Craigslist is aware of similar problems, and the company warns users against “third-party guarantees.” Technically, business interests like stock or partnership units can’t be sold unless they’re registered with the Securities and Exchange Commission or meet a legal exception. But basic warnings are all that most sites provide, and the Internet’s mantra is “buyer beware.” Additionally, many professionals argued that antiquated rules on private investment were too strict, stifling creativity. This movement coupled with the popularity of “crowdfunding” has caused the SEC to loosen its rules on private investing.

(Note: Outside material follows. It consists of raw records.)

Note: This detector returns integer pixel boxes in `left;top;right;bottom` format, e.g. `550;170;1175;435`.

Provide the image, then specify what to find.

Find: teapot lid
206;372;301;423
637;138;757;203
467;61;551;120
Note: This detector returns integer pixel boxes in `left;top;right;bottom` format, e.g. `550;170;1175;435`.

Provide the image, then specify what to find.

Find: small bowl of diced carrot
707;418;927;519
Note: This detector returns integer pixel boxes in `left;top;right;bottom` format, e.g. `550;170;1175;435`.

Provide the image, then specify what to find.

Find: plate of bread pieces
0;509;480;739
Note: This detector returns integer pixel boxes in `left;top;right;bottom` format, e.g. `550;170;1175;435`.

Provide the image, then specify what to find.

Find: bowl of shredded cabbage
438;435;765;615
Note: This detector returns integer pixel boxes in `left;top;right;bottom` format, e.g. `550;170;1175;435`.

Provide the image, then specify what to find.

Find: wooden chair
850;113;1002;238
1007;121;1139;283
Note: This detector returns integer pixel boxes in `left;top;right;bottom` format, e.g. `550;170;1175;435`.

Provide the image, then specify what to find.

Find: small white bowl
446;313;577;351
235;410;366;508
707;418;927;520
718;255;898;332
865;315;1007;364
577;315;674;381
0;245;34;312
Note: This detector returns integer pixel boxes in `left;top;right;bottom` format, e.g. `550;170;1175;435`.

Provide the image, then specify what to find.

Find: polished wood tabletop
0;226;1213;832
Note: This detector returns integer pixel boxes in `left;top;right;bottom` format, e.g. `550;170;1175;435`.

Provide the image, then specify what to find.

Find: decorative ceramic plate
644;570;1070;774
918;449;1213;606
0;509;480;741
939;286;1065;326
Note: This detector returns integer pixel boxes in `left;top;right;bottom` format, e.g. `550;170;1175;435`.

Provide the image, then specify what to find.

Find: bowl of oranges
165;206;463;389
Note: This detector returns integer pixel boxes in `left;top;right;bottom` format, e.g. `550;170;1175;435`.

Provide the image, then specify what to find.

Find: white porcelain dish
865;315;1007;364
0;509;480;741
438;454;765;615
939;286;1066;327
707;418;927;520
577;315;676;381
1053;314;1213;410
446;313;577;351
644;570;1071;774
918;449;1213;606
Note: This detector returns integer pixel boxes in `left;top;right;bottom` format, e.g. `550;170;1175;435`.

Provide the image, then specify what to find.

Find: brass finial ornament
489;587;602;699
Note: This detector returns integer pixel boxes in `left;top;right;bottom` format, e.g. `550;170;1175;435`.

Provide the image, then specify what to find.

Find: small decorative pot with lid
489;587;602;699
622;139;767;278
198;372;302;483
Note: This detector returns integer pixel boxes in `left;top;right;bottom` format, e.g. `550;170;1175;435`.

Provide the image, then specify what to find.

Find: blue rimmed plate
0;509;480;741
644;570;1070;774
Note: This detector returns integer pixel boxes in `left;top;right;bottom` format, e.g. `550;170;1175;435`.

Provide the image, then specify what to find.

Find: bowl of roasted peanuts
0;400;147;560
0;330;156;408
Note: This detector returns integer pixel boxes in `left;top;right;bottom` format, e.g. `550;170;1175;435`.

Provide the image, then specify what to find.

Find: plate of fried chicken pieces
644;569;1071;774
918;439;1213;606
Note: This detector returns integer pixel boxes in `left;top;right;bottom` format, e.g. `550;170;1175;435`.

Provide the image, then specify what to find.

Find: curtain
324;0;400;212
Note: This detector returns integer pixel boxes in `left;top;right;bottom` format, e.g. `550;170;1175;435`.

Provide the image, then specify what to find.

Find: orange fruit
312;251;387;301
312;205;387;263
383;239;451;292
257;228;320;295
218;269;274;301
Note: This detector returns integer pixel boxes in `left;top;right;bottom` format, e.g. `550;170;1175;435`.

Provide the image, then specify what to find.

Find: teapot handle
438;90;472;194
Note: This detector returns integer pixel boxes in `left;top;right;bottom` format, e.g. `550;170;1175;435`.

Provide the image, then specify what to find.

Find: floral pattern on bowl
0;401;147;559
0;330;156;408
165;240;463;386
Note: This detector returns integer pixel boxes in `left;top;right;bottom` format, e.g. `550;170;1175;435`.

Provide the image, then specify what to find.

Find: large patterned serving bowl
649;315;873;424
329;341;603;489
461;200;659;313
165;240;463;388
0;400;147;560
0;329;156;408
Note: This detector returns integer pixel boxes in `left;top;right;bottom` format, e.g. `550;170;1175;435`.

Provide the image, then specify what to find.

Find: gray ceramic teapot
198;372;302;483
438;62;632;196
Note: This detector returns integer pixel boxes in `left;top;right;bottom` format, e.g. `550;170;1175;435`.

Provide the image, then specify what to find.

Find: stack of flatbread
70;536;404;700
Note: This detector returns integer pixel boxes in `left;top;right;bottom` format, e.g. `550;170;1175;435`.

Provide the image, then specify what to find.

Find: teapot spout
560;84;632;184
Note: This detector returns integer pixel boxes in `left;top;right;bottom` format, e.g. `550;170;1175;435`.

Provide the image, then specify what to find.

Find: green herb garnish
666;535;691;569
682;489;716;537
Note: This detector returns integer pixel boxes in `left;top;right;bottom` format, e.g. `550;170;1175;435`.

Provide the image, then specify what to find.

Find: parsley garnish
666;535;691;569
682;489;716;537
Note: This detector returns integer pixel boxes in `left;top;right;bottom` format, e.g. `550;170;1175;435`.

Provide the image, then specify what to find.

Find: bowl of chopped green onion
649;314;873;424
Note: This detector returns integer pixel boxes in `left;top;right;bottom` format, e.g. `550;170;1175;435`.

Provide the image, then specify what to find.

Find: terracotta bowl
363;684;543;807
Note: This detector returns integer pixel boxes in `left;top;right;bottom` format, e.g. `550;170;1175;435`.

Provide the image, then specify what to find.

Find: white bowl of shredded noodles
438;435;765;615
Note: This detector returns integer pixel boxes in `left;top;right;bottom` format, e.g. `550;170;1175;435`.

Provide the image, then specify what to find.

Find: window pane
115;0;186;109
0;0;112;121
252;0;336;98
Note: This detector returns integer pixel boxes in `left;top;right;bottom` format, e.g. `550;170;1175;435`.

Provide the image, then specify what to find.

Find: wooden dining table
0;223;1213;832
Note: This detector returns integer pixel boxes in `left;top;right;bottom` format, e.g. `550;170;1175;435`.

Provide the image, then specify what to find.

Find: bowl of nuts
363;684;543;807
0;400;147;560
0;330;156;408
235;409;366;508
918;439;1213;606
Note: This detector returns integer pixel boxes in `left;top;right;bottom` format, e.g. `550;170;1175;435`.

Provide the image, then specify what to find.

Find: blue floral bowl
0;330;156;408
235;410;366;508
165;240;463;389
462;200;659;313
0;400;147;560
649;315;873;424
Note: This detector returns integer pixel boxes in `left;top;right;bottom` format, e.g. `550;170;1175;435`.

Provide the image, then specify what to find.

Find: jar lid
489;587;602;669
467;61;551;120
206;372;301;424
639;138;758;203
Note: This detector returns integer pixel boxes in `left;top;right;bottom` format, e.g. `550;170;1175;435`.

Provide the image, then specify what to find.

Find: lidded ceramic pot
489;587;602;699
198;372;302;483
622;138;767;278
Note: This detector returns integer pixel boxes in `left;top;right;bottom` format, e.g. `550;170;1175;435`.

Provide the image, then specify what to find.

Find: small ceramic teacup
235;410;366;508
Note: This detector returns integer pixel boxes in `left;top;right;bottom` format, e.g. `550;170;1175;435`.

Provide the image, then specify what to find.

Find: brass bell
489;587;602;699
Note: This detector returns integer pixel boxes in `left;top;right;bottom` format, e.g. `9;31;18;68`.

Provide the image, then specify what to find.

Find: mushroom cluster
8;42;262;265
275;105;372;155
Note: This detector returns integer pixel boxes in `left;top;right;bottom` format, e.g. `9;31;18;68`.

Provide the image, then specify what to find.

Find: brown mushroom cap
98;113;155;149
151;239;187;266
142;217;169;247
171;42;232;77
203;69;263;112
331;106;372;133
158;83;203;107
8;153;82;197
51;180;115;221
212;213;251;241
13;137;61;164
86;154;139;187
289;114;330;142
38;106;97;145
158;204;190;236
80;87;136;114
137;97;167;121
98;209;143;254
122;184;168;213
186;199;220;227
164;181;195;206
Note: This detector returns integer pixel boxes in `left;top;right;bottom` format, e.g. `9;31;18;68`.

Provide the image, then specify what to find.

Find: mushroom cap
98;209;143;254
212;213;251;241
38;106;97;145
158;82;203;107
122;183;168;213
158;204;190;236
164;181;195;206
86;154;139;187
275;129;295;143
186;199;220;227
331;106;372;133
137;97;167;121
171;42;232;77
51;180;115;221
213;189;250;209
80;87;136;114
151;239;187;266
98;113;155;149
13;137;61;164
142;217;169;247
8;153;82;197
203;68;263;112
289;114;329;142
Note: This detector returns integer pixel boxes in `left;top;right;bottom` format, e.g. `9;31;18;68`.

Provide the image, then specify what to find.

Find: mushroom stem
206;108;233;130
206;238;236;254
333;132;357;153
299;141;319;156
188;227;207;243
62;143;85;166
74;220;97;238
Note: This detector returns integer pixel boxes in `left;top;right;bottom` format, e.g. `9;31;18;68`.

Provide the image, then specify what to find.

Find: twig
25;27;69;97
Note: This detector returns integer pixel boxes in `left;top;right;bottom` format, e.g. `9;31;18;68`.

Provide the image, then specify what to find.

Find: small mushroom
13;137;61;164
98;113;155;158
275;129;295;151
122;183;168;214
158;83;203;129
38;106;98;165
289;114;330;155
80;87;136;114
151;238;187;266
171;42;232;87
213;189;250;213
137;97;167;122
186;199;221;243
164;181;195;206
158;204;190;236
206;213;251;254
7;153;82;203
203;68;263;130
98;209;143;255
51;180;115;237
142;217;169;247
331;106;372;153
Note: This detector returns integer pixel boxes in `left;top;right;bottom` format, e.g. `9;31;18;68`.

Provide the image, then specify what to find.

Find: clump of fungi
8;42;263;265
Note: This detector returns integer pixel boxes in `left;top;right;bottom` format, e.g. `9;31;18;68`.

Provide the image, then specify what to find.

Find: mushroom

These changes will inevitably increase the number of available offers and might make it increasingly difficult to sift scams from genuine projects. While professional guidance is best, consider these precautions when evaluating private investments:

Check public records. Real estate ownership is public, typically recorded in the county where the business is located. If the property is owned by a business entity, that entity should be registered with the Secretary of State and in good standing. Businesses that require licenses/permits – like bars – can be verified with the state. See if the seller has a criminal history or lawsuits against them. Most of this information is available for free online or by contacting state agencies.

Verify the numbers. Most for-profit businesses pay sales and federal tax and should have tax returns. Focus on whether sales records are accurate and whether all potential problems are being disclosed (it’s even possible to ask the state whether sales taxes were paid). New ventures might not have past numbers, but do the proposals make sense? Can the business really sell 500 pizzas per day or is that “pie in the sky?” Don’t be blinded by “potential profit.”

Check it out. Any “seller” should be willing to let you tour and observe the business or real estate – or evaluate a potential product – sometimes in exchange for you signing a non-disclosure or similar document. Visit retail establishments multiple times and at different times of the day. If stock is being sold, ask for information on compliance with SEC and state rules.

Pay…later. If a seller wants proof of your finances or income, you can provide a line of credit from your business lender or proof of funds at an escrow agent. But never offer funds directly to the seller until you’ve done your due diligence.

Report scams. If you fall victim to a scam, the FBI and National White Collar Crime Center have created the Internet Crime Complaint Center,, where you can share details of the incident and file a complaint. If someone is unlawfully attempting to sell shares of a business venture in Texas, contact the Texas State Securities Board at

As Bernie Madoff proved by pulling off one of the largest financial frauds in U.S. history, even a savvy investor can be convinced to disregard better judgment and common sense in the pursuit of profit. If you don’t hire professional help, at least do your homework.